Problem 12

Question

The joint probability density function $f$ of the pair $(X, Y)$ is given by $$ f(x, y)=K\left(3 x^{2}+8 x y\right) \quad \text { for } 0 \leq x \leq 1 \text { and } 0 \leq y \leq 2, $$ and $f(x, y)=0$ for all other values of $x$ and $y$. Here $K$ is some positive constant. a. Find $K$. b. Determine the probability $\mathrm{P}(2 X \leq Y)$.

Step-by-Step Solution

Verified

Answer

K = 1/10; P(2X ≤ Y) = 1/4.

1Step 1: Set up the equation to find K

To find the constant $K$, we must ensure that the integral of the joint probability density function over its entire range equals 1. Since $f(x, y)$ is defined for $0 \leq x \leq 1$ and $0 \leq y \leq 2$, we need to integrate $f(x, y)$ over this region: \[ \int_{0}^{1} \int_{0}^{2} K(3x^2 + 8xy) \, dy \, dx = 1. \]

2Step 2: Evaluate the inner integral with respect to y

First, we compute the inner integral over $y$: \[ \int_{0}^{2} (3x^2 + 8xy) \, dy = \left[ 3x^2 y + 4xy^2 \right]_{0}^{2} = 6x^2 + 16x. \]

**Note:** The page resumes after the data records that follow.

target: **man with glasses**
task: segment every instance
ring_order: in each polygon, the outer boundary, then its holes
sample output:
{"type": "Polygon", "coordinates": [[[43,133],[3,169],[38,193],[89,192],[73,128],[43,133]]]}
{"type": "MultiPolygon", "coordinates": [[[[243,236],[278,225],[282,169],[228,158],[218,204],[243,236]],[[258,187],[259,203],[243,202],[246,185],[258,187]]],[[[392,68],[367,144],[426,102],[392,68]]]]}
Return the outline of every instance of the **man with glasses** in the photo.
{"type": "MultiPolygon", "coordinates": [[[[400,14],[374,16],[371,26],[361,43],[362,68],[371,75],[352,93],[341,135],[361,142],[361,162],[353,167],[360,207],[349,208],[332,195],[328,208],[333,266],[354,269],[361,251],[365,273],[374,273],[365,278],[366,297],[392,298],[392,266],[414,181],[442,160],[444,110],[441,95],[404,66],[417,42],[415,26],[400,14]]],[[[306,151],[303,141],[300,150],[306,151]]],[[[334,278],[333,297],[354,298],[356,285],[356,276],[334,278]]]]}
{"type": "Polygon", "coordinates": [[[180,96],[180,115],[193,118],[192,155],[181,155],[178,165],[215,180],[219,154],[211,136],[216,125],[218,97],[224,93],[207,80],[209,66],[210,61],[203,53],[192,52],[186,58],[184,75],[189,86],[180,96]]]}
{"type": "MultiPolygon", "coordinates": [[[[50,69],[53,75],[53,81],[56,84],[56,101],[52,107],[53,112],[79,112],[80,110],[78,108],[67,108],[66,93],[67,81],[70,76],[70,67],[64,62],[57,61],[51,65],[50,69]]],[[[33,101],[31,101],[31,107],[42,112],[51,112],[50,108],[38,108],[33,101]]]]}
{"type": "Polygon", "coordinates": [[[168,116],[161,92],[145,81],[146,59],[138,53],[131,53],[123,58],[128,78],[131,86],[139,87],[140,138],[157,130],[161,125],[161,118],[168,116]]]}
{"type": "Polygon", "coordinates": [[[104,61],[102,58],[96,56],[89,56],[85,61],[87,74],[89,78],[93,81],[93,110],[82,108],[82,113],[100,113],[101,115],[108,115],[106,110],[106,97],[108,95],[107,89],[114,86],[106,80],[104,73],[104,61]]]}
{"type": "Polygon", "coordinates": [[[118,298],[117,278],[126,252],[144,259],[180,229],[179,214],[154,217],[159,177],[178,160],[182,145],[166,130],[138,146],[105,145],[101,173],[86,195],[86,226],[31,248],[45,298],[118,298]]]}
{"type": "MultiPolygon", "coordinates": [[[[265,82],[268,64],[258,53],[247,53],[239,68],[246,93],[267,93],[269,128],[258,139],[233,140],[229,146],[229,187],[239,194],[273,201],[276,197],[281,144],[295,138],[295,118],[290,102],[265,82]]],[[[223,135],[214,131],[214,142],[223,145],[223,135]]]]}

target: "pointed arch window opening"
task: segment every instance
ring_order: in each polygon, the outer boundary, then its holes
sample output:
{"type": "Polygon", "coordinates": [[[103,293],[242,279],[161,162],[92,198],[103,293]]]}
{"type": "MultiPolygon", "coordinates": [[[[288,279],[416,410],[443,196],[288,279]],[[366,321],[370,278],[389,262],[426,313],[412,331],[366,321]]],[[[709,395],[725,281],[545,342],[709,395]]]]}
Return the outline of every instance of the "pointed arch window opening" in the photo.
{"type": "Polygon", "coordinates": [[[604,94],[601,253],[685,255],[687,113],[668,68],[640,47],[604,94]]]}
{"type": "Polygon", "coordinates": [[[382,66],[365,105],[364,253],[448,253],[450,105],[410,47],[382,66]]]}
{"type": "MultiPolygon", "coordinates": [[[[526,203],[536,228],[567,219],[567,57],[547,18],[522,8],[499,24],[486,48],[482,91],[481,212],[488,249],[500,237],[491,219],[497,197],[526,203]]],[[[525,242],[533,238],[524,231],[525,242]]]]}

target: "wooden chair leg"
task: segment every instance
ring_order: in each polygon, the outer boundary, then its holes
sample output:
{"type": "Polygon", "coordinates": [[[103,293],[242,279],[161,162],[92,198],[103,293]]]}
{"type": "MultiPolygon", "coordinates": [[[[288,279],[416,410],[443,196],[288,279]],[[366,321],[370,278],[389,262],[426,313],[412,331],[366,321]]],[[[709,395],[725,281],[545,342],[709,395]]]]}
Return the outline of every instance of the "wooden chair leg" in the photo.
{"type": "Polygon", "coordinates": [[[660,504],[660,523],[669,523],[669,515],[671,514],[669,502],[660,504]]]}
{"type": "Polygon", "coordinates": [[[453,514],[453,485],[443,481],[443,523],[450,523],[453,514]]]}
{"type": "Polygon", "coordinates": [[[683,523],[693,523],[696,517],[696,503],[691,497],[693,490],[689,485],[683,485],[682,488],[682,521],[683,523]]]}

3Step 3: Evaluate the outer integral with respect to x

Next, we substitute the result from Step 2 into the outer integral: \[ \int_{0}^{1} K(6x^2 + 16x) \, dx. \] Calculating this gives: \[ K \left[ 2x^3 + 8x^2 \right]_{0}^{1} = K(2 + 8) = 10K. \]

4Step 4: Solve for K

Setting the result of the outer integral equal to 1 to solve for $K$: \[ 10K = 1 \quad \Rightarrow \quad K = \frac{1}{10}. \]

5Step 5: Set up the probability equation for 2X ≤ Y

For the probability $P(2X \leq Y)$, substitute the condition into the density function. The new limits for $y$ are $y \geq 2x$, and still $y \leq 2$. So we integrate over this region: \[ P(2X \leq Y) = \int_{0}^{1} \int_{2x}^{2} \frac{1}{10}(3x^2 + 8xy) \, dy \, dx. \]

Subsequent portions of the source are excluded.